Douglas A. McIntyre is the co-founder, chief executive officer and editor in chief of 24/7 Wall St. and 24/7 Tempo. He has held these jobs since 2006.

McIntyre has written thousands of articles for 24/7 Wall St. He is an expert on corporate finance, the automotive industry, media companies and international finance. He has edited articles on national demographics, sports, personal income and travel.

His work has been quoted or mentioned in The New York Times, The Wall Street Journal, Los Angeles Times, The Washington Post, NBC News, Time, The New Yorker, HuffPost USA Today, Business Insider, Yahoo, AOL, MarketWatch, The Atlantic, Bloomberg, New York Post, Chicago Tribune, Forbes, The Guardian and many other major publications. McIntyre has been a guest on CNBC, the BBC and television and radio stations across the country.

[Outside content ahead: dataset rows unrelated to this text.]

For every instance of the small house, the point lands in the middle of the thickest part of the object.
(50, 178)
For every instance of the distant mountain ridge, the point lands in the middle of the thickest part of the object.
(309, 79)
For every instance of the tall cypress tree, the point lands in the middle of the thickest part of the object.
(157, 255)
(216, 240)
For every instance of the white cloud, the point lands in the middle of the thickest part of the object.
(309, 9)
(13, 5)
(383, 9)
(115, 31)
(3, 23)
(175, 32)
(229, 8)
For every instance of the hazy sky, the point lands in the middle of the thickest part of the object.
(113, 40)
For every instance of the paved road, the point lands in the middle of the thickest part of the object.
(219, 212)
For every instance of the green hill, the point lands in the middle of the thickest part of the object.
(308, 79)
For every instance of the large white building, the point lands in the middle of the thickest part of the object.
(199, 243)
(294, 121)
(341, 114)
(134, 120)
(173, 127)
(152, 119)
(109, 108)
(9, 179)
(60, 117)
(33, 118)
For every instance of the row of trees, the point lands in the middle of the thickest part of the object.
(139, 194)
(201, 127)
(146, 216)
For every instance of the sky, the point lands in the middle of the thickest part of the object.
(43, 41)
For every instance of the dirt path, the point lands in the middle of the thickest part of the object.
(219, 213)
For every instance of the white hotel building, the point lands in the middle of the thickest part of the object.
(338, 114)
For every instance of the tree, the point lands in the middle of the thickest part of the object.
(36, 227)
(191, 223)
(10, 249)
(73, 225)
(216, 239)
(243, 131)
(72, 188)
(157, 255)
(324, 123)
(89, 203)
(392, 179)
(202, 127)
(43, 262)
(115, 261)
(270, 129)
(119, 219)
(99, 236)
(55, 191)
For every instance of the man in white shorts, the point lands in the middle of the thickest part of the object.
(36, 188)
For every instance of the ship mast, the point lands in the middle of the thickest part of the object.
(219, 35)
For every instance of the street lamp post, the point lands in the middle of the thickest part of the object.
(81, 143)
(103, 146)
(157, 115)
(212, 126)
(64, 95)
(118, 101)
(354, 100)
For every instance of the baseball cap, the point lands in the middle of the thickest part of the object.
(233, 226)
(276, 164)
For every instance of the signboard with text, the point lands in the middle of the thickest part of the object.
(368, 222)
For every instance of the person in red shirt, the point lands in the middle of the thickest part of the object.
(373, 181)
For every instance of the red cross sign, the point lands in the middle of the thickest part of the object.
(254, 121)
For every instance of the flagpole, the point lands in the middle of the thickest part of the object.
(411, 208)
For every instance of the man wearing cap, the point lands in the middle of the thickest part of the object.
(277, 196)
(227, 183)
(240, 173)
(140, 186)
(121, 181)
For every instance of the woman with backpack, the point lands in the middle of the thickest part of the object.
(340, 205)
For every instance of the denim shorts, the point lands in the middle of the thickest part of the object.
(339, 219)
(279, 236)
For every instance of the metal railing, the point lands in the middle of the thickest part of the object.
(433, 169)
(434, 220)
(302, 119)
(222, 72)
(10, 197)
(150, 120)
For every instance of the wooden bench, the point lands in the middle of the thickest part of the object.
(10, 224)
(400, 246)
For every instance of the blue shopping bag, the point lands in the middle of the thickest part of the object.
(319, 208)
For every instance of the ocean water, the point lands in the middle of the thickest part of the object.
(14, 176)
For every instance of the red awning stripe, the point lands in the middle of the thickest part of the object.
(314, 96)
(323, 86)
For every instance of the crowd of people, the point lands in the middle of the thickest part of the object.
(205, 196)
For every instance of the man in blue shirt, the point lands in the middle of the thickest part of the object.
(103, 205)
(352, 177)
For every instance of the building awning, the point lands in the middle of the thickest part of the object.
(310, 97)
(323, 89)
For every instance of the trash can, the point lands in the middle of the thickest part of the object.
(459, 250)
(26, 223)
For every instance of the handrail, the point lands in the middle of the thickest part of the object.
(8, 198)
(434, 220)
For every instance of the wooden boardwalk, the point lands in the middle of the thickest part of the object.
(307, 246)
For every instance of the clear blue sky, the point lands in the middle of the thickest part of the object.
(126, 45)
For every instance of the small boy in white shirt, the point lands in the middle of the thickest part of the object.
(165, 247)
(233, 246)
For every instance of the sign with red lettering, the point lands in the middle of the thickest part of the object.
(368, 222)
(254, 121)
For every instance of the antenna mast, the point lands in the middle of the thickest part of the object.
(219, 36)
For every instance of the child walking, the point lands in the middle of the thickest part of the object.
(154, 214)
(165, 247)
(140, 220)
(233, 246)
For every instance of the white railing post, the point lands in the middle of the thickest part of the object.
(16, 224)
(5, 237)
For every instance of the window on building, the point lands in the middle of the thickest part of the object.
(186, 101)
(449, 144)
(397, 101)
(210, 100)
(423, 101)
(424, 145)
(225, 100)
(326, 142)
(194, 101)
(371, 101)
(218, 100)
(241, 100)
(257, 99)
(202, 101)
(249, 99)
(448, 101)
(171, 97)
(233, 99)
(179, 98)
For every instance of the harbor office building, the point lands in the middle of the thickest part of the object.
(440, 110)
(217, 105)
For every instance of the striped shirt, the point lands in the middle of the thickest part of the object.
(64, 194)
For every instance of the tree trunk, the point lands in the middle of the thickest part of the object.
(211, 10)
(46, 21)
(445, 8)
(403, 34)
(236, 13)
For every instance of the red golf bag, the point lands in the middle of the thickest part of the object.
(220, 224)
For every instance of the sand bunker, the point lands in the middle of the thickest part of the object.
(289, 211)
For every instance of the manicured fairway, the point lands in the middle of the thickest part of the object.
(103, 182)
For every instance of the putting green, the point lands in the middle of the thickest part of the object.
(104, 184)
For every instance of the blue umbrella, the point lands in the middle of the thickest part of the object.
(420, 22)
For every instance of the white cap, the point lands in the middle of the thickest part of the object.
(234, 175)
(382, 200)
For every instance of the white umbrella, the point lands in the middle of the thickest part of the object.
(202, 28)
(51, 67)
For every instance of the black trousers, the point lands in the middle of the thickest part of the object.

A magna cum laude graduate of Harvard College, McIntyre also was president of The Harvard Advocate. Founded in 1866, the Advocate is the oldest college publication in the United States.

TheStreet.com, Comps.com and Edgar Online are some of the public companies for which McIntyre served on the board of directors. He was a Vicinity Corporation board member when the company was sold to Microsoft in 2002. He served on the audit committees of some of these companies.

McIntyre has been the CEO of FutureSource, a provider of trading terminals and news to commodities and futures traders. He was president of Switchboard, the online phone directory company. He served as chairman and CEO of On2 Technologies, the video compression company that provided video compression software for Adobe’s Flash. Google bought On2 in 2009.